There is a calculation of what occurs on the basis of these theoretical formulas inside further. These formulas only to defined degree approach reality and do not work precisely in some ranges. And when there is a process of modeling of a difficult object, a set of these chemical and physical formulas give a mutual error, errors collect. We do not use this class of models.

We uses models which study at data. If it is about the blast furnace and if we have data on what was loaded into each timepoint in this furnace what structure there was a casting what was the melting temperature how many was oxygen what factors influenced the furnace at the time of specific melting, then as a result we can train model and receive a set of coefficients. The model will study on the basis of detailed data at an input and at the exit for all history of melting. At the same time to it it is not so important what occurs in the middle in the modelled process.

The model as a result represents "bag" of the picked-up coefficients. Learning process just consists in selecting and changing these coefficients of the selected model type, whether it be "neural network" or "the accidental wood". The model learns to imitate a real object. Historical data are divided into several parts. On one part there is a training of model, on another — checking of model. Then models give real input data and look, how precisely she predicts an exit. Thus, model accuracy is estimated.
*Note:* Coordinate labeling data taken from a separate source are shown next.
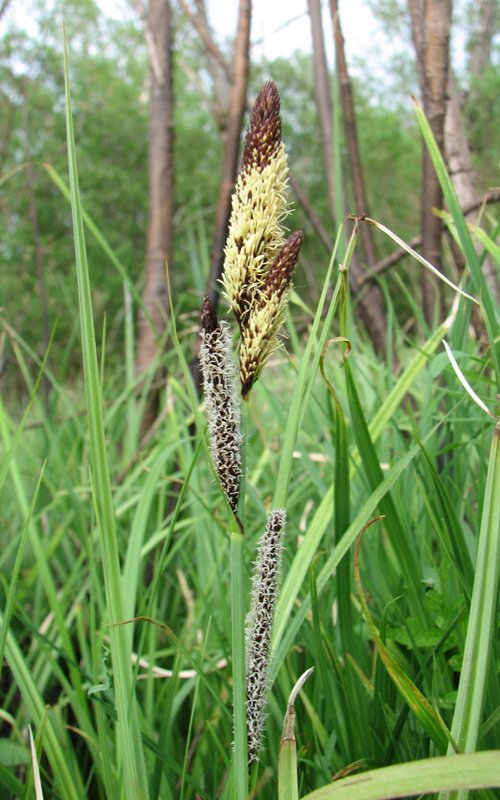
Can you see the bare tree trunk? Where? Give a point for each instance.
(397, 255)
(161, 185)
(351, 135)
(218, 67)
(230, 166)
(323, 98)
(462, 172)
(430, 21)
After that it can already be applied, i.e., with its help to answer a question: "what will be if". The search method, thus, can be found optimal control mode production. This class of models is based on methods of machine learning.
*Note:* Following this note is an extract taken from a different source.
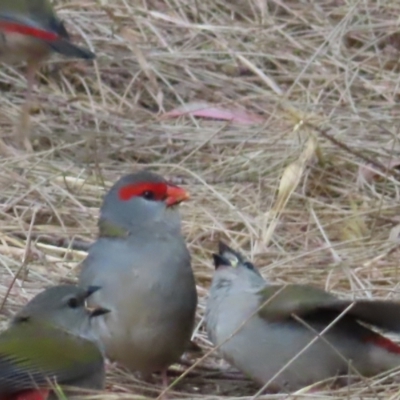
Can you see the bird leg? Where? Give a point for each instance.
(24, 125)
There is still the third class of models. It very difficult also requires work with supercomputers. It is applied widely in modeling of nuclear reactors, a wing of the airplane, engines. In those industries where live experiments are very expensive or impossible. This level is called step-by-step modeling. In it process is decomposed on molecules and on atoms. There is process simulation further. On each step the behavior of each atom of the studied object in the following timepoint is modelled. Creation of such models requires very big preparation and big resources.

Now there are scientific works which describe attempts to simulate thus the blast furnace. If such model appears, it will give boundless opportunities for optimization of operation of the furnace and economy on materials. Under a condition, of course, that the model will have a possibility of exact reconstruction of initial data. The control of the blast furnace is a difficult process. We meanwhile do not touch this subject. Our command is focused on machine learning so far. This method meanwhile allows us to achieve necessary results. We try to approach the project of optimization of operation of the blast furnace. We have pilots.
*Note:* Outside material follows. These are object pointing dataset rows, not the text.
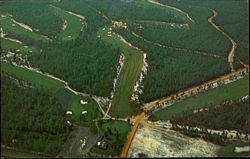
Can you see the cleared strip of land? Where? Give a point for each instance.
(121, 105)
(73, 26)
(9, 44)
(215, 96)
(10, 27)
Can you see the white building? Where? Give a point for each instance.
(69, 112)
(82, 102)
(84, 112)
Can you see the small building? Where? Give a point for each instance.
(69, 112)
(69, 123)
(83, 103)
(84, 112)
(102, 145)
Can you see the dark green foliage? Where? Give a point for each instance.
(233, 18)
(136, 10)
(63, 96)
(33, 119)
(87, 64)
(230, 116)
(37, 14)
(174, 70)
(115, 134)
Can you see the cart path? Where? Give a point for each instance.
(142, 118)
(177, 9)
(230, 58)
(177, 48)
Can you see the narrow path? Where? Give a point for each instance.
(162, 22)
(142, 118)
(234, 44)
(177, 9)
(177, 48)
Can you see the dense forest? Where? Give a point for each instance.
(36, 14)
(174, 70)
(233, 18)
(31, 119)
(136, 10)
(226, 116)
(87, 64)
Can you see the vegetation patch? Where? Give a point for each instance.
(73, 25)
(36, 14)
(36, 79)
(121, 105)
(232, 91)
(115, 134)
(38, 125)
(18, 32)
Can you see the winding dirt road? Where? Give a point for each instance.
(141, 119)
(177, 9)
(177, 48)
(234, 44)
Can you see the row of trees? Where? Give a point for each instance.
(37, 14)
(174, 70)
(228, 116)
(136, 10)
(88, 64)
(199, 36)
(232, 19)
(31, 119)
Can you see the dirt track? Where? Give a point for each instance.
(177, 9)
(234, 44)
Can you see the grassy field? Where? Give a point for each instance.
(8, 45)
(74, 25)
(211, 97)
(228, 150)
(91, 107)
(36, 79)
(19, 154)
(53, 86)
(115, 133)
(12, 28)
(121, 106)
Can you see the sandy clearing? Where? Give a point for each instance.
(22, 25)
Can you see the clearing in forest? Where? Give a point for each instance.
(15, 30)
(232, 91)
(72, 26)
(121, 105)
Andrej Arshavsky: In the converter furnace it is more and more predictable though too there are cases. In general, in advance to tell whether the task using this or that approach is solved — it is impossible. The behavior of a real object in the different ranges of its work can be very different. For example, in the observed range the approximating function can be smooth. But at an exit out of limits of observed range it can sharply change the character and the forecast of model will be inapplicable. Without knowing exact physical characteristics of an object, it is impossible to tell how he will behave in this or that mode. This unpredictability is not a stop factor. It gives opportunities to experiment with an object in the different modes.

Andrej Arshavsky: Interesting and at the same time difficult project is a project on reduction of an expense of a blend, ferroalloys and the electric power on the platform in Revda. Within this project we should develop model which will allow to save not only ferroalloys, and a number of materials. And all this should work in a complex. And production on the platform multistage: melting in the arc furnace, then melting in the furnace ladle, - and at each stage new materials are added. So on the platform it is necessary to perform global optimization, to solve at the same time many problems. We work on it now. The project is interesting in a type of the complexity.